The thing that really interests me is batching. Most people focus on batching because you can do aprove and swap in a single transaction. But batching enables some really cool stuff that I think will protect users and provide stronger simulation guarentees.
Batch Preconditions
With the introduction eip-7702 it means that an EOA can potentially use a multicall contract without downsides. We can then construct a transaction containing our intent, insert our precondition for checking the block, and send it to the multicall to execute the on-chain. It comes at the cost of extra gas, and you will still pay if it reverts. But you could see a situation where you simulate three blocks into the future (a simulation for each block) and put a reasonable expiry on it. This would need to be implemented at the wallet level, or you could imagine a snap/plugin that allows you to do it.
Block Number Protector
contract BlockNumberProtector {
function protect(uint256 validUntil) external {
require(block.number <= validUntil, "Block number mismatch");
}
}
Trace Call Protector
Imagine you could do an onchain call trace like you can with geth https://geth.ethereum.org/docs/developers/evm-tracing/built-in-tracers#call-tracer. You could have a fairly simple allow/block list of contracts you’re willing to work with. You might end up with an onchain allow list that’s maintained by different security audit firms. The user could then choose what level of security they are willing to accept and just revert anything that interacts with something they’re not happy about. Even without a trace call you could have an entry level allow/block list for contracts. https://blog.openzeppelin.com/ironblocks-onchain-firewall-audit looks to be something like this.
Batch Postconditions
One thing that I find very interesting about batch transactions is the possibility of having post transaction logic. Imagine you had a swap that you wanted to execute, but there’s only liquidity on some AMM you’ve never heard of. You could backrun your trade with a postcondition to ensure you get what you expected.
Balance Checker
contract BalanceChecker {
function assertBalances(
address[] calldata tokenAddresses,
uint256[] calldata expectedBalances,
uint256[] calldata slippageBps
) external view {
require(
tokenAddresses.length == expectedBalances.length &&
tokenAddresses.length == slippageBps.length,
"Array lengths mismatch"
);
for (uint256 i = 0; i < tokenAddresses.length; i++) {
IERC20 token = IERC20(tokenAddresses[i]);
uint256 actualBalance = token.balanceOf(address(this));
uint256 expectedBalance = expectedBalances[i];
uint256 slippage = slippageBps[i];
uint256 minBalance = expectedBalance - ((expectedBalance * slippage) / 10000);
uint256 maxBalance = expectedBalance + ((expectedBalance * slippage) / 10000);
require(
actualBalance >= minBalance && actualBalance <= maxBalance,
"Balance outside allowed slippage"
);
}
}
}
State Simulation Checker
You could go even further and have some form of post state checker.
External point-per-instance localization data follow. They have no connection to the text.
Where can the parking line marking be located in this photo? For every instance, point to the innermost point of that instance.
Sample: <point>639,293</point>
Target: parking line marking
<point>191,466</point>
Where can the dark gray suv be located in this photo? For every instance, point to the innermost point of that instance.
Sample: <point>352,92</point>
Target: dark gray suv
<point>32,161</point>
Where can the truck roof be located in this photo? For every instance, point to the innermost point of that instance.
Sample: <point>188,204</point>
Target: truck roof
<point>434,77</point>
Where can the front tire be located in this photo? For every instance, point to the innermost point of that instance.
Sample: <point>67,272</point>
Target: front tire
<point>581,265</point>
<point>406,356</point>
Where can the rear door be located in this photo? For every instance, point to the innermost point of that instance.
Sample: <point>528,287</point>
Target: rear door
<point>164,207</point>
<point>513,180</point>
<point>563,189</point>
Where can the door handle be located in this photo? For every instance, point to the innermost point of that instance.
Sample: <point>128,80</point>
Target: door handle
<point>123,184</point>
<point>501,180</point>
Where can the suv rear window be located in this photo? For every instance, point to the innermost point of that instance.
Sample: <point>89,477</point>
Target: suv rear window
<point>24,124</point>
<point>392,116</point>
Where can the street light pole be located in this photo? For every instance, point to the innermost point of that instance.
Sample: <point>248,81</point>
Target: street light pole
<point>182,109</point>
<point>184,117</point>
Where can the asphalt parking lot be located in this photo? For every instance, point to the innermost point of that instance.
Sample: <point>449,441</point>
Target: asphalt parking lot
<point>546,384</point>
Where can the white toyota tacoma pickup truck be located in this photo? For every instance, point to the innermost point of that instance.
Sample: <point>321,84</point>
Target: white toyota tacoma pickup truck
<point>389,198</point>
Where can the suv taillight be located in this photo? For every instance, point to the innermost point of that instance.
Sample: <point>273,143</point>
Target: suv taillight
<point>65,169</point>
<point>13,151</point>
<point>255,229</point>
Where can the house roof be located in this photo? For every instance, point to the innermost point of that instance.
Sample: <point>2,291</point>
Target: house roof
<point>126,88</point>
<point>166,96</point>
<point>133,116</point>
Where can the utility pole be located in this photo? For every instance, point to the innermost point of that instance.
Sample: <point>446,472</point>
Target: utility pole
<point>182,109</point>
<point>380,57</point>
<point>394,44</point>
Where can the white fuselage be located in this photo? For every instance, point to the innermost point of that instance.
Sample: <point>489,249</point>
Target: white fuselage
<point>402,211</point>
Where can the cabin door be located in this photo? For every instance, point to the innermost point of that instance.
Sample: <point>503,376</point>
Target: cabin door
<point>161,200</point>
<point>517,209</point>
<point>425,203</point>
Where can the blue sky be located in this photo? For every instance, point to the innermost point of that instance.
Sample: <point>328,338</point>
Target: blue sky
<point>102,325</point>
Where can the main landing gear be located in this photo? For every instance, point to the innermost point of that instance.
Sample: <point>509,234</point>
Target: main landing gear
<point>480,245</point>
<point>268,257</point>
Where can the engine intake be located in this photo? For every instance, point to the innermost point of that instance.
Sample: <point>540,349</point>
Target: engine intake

contract StorageValidator {
struct SlotValue {
uint256 slot;
bytes32 expectedValue;
}
function validateStorage(SlotValue[] memory slots) public view {
for (uint256 i = 0; i < slots.length; i++) {
bytes32 actualValue;
uint256 slotIndex = slots[i].slot;
assembly {
actualValue := sload(slotIndex)
}
require(
actualValue == slots[i].expectedValue,
"Storage validation failed."
);
}
}
}
The problem with this is that you would be checking for exact storage values! It would probably fail a lot, but if you wanted to be very paranoid it would be kind of cool.
Conclusion
The golden rule for simulations is it will always be out of date.
A simulation is only valid for the state at which you simulate against
Simulations provide some level of protection, they are far from foolproof. To better protect users, new strategies such as next block inclusion, conditional transactions, and the use of batch preconditions and postconditions must be explored and implemented. As Ethereum evolves, it’s crucial to continually adapt and improve our security measures to stay ahead of malicious actors.